El concepto de nación en Latinoamérica no es claro. Mientras a nivel oficial se suele utilizar el concepto como equivalente a Estado territorial, los ideólogos y filósofos promulgan el sentido de nación latinoamericana, así como se encuentra también el de nación iberoaméricana o a mayores generalizaciones, partiendo especialmente de la lengua no española, sino latina y viendo los países romances como aquellos Estados pertenecientes a una nación común. Asimismo, existe también el sentimiento nacionalista de carácter regional que se contrapone al de una nación general. De manera general, los estados latinoamericanos buscan mantener claras ciertas diferencias respecto unos a otros, motivados por el hecho de procurar legitimar el carácter de independencia cultural al cual tienen derecho.
Sin embargo, es preciso -al hablar de identidad nacional o social- comprender que este no es un concepto estático, que se presenta como en estado de congelamiento, sino que -por el contrario- es un concepto altamente dinámico y cambiante.
Normalmente, desde posiciones pretendidamente nacionalistas, chauvinistas y folklóricas, no se tiene en consideración que el concepto va adoptando y adaptando perfiles diferentes, según sea el momento histórico que le toca transcurrir por el imaginario social de los pueblos que lo portan.

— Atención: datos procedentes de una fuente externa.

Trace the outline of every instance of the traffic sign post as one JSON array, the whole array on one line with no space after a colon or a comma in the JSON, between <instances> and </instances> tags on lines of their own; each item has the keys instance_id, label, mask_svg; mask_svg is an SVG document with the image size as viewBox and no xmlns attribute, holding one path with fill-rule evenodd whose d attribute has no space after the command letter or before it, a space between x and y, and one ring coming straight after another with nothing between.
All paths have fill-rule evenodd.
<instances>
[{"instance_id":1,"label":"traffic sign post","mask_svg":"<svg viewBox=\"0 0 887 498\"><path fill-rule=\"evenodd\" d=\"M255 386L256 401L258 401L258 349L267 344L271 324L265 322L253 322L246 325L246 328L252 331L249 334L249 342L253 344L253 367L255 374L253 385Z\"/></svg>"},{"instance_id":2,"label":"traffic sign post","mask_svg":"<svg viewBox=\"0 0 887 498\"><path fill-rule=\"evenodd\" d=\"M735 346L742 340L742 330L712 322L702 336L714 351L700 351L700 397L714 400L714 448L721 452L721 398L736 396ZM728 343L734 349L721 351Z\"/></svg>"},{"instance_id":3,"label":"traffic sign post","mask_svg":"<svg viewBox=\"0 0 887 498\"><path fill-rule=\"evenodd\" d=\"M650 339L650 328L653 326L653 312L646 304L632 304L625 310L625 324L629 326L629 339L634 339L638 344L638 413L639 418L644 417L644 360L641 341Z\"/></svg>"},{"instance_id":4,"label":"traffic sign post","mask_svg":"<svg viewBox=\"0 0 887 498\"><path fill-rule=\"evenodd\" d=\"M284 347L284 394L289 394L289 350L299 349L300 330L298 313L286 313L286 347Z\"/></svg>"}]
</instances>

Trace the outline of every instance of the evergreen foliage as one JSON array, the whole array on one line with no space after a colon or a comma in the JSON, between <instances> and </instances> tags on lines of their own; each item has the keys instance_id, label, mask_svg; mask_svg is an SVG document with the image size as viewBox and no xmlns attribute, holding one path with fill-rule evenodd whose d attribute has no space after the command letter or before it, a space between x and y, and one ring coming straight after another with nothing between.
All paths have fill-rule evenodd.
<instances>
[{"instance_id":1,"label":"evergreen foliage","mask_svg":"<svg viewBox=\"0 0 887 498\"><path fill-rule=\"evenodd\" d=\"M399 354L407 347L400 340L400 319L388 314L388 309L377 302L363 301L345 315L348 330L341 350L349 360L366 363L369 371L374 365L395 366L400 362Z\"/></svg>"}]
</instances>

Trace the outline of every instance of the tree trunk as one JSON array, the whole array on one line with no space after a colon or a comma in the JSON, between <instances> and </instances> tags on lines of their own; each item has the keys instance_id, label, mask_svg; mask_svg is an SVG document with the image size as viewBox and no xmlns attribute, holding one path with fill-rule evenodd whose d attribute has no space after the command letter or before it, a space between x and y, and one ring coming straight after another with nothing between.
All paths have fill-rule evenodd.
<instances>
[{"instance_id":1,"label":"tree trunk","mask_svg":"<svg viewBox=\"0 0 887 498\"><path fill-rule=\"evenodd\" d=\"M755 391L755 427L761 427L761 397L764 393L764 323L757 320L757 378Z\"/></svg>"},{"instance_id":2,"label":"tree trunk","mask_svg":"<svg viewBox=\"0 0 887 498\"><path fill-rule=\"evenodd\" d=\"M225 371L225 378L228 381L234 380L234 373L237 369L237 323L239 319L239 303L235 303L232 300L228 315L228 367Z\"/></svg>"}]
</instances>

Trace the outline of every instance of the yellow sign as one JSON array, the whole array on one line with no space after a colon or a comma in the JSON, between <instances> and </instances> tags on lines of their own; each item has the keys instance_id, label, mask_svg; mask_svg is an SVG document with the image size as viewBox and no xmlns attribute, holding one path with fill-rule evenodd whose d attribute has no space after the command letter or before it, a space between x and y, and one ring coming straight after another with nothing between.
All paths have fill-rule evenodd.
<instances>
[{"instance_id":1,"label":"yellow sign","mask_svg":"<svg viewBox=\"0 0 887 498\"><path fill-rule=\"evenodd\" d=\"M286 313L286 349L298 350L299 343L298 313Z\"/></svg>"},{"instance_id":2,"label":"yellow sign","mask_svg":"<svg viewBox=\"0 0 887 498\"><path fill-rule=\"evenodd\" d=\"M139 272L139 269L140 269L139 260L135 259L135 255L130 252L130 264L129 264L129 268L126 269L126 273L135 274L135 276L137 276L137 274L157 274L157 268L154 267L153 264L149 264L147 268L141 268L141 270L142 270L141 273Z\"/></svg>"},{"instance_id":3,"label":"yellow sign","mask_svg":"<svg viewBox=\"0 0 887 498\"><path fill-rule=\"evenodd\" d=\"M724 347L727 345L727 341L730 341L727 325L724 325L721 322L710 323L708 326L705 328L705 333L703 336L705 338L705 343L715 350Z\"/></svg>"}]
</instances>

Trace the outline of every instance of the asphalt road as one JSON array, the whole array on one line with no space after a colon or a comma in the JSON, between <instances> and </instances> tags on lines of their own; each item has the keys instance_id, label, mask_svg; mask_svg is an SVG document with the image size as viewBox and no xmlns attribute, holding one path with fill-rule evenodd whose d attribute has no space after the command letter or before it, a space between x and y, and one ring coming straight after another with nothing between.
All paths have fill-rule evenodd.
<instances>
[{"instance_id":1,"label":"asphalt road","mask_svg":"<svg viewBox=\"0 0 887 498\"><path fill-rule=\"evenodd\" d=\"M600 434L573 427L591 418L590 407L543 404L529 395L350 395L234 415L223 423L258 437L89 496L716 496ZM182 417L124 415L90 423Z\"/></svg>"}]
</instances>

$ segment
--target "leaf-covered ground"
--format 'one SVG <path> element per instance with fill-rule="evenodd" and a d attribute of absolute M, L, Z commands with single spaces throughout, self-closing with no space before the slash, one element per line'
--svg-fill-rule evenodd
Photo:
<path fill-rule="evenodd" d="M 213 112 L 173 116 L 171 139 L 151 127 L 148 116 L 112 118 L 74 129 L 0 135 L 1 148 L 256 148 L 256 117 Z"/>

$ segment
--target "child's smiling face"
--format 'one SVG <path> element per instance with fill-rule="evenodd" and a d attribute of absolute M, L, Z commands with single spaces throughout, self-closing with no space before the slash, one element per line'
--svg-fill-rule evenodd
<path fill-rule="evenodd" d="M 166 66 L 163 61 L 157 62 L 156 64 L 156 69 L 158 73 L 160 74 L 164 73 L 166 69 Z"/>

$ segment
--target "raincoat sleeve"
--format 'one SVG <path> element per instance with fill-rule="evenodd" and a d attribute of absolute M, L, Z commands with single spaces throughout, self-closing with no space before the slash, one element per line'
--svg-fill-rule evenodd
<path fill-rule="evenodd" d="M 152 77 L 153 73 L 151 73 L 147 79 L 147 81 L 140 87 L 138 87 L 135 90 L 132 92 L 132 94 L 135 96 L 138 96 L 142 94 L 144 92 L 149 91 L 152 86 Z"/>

En todo caso, la identidad nacional de los pueblos iberoamericanos, desde el período en que Iberoamérica estaba habitada por aborígenes hasta la actualidad, solamente tiene como constante una continuidad geográfica, la que vio la luz durante el Siglo XIX. A partir de que se puso en marcha la gran corriente inmigratoria, proveniente de Europa hacia nuestras costas, hecho que ocurrió desde finales de aquél siglo y hasta aproximadamente 1930, la identidad de nuestros pueblos fue modificándose. Ese movimiento migratorio fue cambiando la identidad -nacional, social y cultural- de cada uno de los pueblos integrados en una Nación/Estado; de tal suerte fue aquel fenómeno, que se ha ido constituyendo una identidad nacional diferente a la existente en la época precolombina y, en estos momentos en que los aluviones inmigratorios se producen dentro del espacio geográfico de toda América -en especial entre países limítrofes-, entonces es posible hablar de una suerte de "latinoamericanización" de nuestros pueblos. Cosa esta que fundamentalmente está afectando -por ejemplo- a los Estados Unidos de Norteamérica, merced a la "invasión" de hispanohablantes que llegan del resto del continente.
Cuidar, la identidad nacional no supone declararles la guerra a las influencias de otras culturas. Es más bien preocuparse por que esas influencias sean integradas a lo que ya somos , para serlo cada vez más y para serlo mejor. Ello, por supuesto, requiere que tengamos clara conciencia de nuestra individualidad y que, no renunciando a la misma porque no nos acarrea vergüenza, queramos su desarrollo y afianzamiento a la par del progreso moderno. La tarea, pues, consiste en definir esa identidad nacional y luchar por su aceptación como un valor no despreciable al ser la obra concreta de unos hombres auténticos que también trabajan en el mundo.